Generated a cert from ISS on an SBS03 box.....for the FQDN of the box, example..."sbs.myclient.org"
However, I want the cert to cover other aliases....such as "office.myclient.org" and "mymail.myclient.org", etc.
So when I plug https://sbs.myclient.org/remote into IE to get into RWW...it's nice 'n clean. If I plug in https://office.myclient.org/remote I still get the ugly IE cert warning. I need to get rid of that, I though a 5x domain cert from GoDaddy would allow some flexibility.

 

[TechieSooner]

A little thread resurrection here...

Before I purchase a cert for Exchange 2007, can someone confirm the appropraite UCC cert's alternate names:

Servername
Servername.mydomain.local
Servername.mydomain.com
autodiscover.mydomain.com
mydomain.com -> or should it be remote.mydomain.com

Do I need an

owa.mydomain.com or is this accomplished via the autodiscover

Thanks

What I use:
server.domain.local
server.domain.com
server2.domain.com
server3.domain.com (These last two are just additional aliases).
autodiscover.domain.com

That's it. The public website is hosted elsewhere so I don't need a domain.com entry.

Well it looks like I botched this one up on first attempt....
Generated a cert from ISS on an SBS03 box.....for the FQDN of the box, example..."sbs.myclient.org"
However, I want the cert to cover other aliases....such as "office.myclient.org" and "mymail.myclient.org", etc.
So when I plug https://sbs.myclient.org/remote into IE to get into RWW...it's nice 'n clean. If I plug in https://office.myclient.org/remote I still get the ugly IE cert warning. I need to get rid of that, I though a 5x domain cert from GoDaddy would allow some flexibility.

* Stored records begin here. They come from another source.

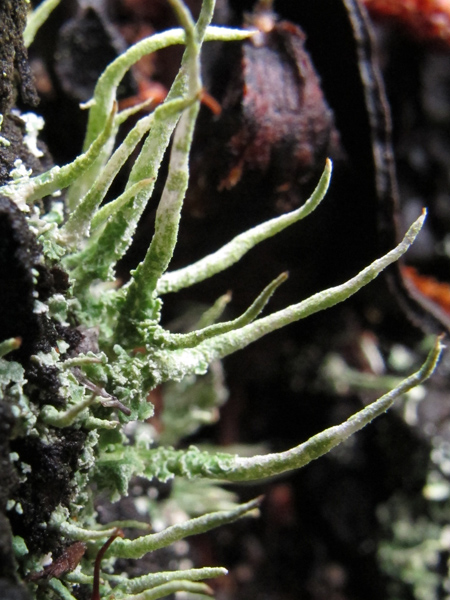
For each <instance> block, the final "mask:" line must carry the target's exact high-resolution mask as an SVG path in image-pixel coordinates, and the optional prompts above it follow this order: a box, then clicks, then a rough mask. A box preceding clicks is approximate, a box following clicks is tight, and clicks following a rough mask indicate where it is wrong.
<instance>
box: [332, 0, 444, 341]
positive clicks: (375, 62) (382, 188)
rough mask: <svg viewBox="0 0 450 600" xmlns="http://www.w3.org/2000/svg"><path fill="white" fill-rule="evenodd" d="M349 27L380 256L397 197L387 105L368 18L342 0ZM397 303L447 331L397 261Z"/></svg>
mask: <svg viewBox="0 0 450 600" xmlns="http://www.w3.org/2000/svg"><path fill="white" fill-rule="evenodd" d="M343 3H344V5H345V7H346V9H347V10H348V13H349V18H350V22H351V24H352V27H353V31H354V36H355V41H356V52H357V58H358V67H359V72H360V77H361V81H362V83H363V88H364V97H365V101H366V107H367V112H368V117H369V124H370V132H371V138H372V154H373V161H374V166H375V185H376V190H377V195H378V216H379V219H378V224H379V231H378V235H379V246H380V249H381V251H382V252H383V253H384V252H386V251H388V250H389V249H390V248H392V247H393V246H395V244H396V243H398V239H399V233H398V228H397V218H398V212H399V197H398V188H397V178H396V171H395V161H394V154H393V150H392V140H391V117H390V110H389V104H388V101H387V98H386V92H385V89H384V84H383V80H382V76H381V73H380V68H379V65H378V60H377V58H376V49H375V48H374V41H373V39H372V37H373V36H372V28H371V25H370V21H369V17H368V15H367V12H366V10H365V9H364V6H363V5H362V3H361V2H360V0H343ZM386 275H387V277H388V281H389V284H390V286H391V288H392V290H393V292H394V293H395V295H396V297H397V300H398V302H399V304H400V306H401V307H402V308H403V310H404V311H405V312H406V314H407V315H408V316H409V318H410V319H411V321H412V322H413V323H414V324H415V325H417V326H418V327H421V328H422V329H425V330H427V331H430V330H431V331H432V332H434V333H439V332H441V331H442V330H443V329H445V330H447V331H449V330H450V318H449V316H448V315H447V314H446V313H445V311H444V310H442V308H441V307H440V306H439V305H437V304H435V303H433V302H432V301H430V299H429V298H428V297H427V296H426V295H425V294H423V293H422V292H421V291H420V290H419V289H418V288H417V287H415V286H414V285H413V283H412V282H411V281H409V280H407V279H405V277H404V276H403V273H402V269H401V262H400V261H399V262H397V263H395V264H393V265H392V266H391V267H389V269H388V270H387V271H386Z"/></svg>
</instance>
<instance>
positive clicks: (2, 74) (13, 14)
mask: <svg viewBox="0 0 450 600" xmlns="http://www.w3.org/2000/svg"><path fill="white" fill-rule="evenodd" d="M26 19H27V3H26V1H25V0H2V1H1V2H0V23H1V29H0V73H1V75H2V76H1V77H0V113H2V114H6V113H7V112H8V111H9V109H10V108H11V106H12V105H13V104H14V91H15V81H14V80H15V73H16V72H17V73H18V75H19V78H20V92H21V96H22V100H23V101H24V102H26V103H27V104H31V105H32V106H35V105H36V104H37V103H38V101H39V99H38V96H37V94H36V89H35V87H34V83H33V77H32V74H31V69H30V65H29V64H28V53H27V49H26V48H25V46H24V43H23V37H22V36H23V30H24V29H25V24H26Z"/></svg>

Just re-generate the request and re-do the cert. Make sure you add both the sbs.myclient.org, office.myclient.org into there though.

 

[YeOldeStonecat]

Just re-generate the request and re-do the cert. Make sure you add both the sbs.myclient.org, office.myclient.org into there though.

This is the part I'm brain farting on....
So when I'm on the server in IIS doing the generate request weeeeezard, instead of just plugging in the FQDN for the server...such as sbs.myclient.com, I type in several aliases? In the fashion of doing multiple e-mails...separated by a semi colon? Or separated by a comma, and space?